Last July, my husband and I spent over 2 weeks traveling throughout the Pacific Northwest. We hopped from Portland to Seattle to Vancouver and back to Seattle again. One of my favorite spots was a cafe called Small Victory in Vancouver, Canada.
It was just two blocks away from the Airbnb apartment in the Yaletown neighborhood. I spent three mornings there – writing and people-watching. The latte and London Fog latte were crafted well, the croissant and blueberry almond brioche pastries were delicious and delicately flaky, and the decor was minimally trendy with modern gold details and ash wood panels. It was my kind of scene and the perfect space to marvel at how I found myself on this trip.

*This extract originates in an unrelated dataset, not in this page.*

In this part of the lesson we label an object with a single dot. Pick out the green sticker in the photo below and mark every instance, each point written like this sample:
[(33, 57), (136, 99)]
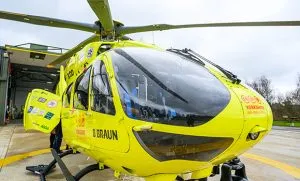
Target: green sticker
[(49, 115)]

It started with a question.
Earlier in the year, J & I were waiting in line for dinner at the ever-popular Ramen Dojo restaurant. I had asked What would it take for us to ever move out of the Bay Area? It was meant to be a fun, blue-sky type of discussion. The questions then led to Where else would we want to live? New York? Canada? Japan? What kind of jobs could we have over there?
At one point in the conversation, I wondered if there was a way we could have the best of both worlds. How could we experience living away without uprooting our lives at home? The question lingered for the rest of the evening, and then tangible ideas began to form into a solid plan.
We had a trip already booked for Portland in July to attend the World Domination Summit for a few days. We then calculated whether time, expenses, and work-schedules could make it feasible to extend our trip. It grew from a few days to 2.5 weeks, from a visit to Portland to a tour of the Pacific Northwest. While there were definitely some obstacles to figure out, we found a way to make it work.
We’re already looking forward to our next adventure, eventually working our way to a month off or even a summer dedicated to living abroad. A year ago, this kind of trip did not exist for us and our lifestyles. We couldn’t even conceive of it. And now it feels entirely possible.
Sometimes it takes a good question to allow for possibilities to form. To consider a new way of living.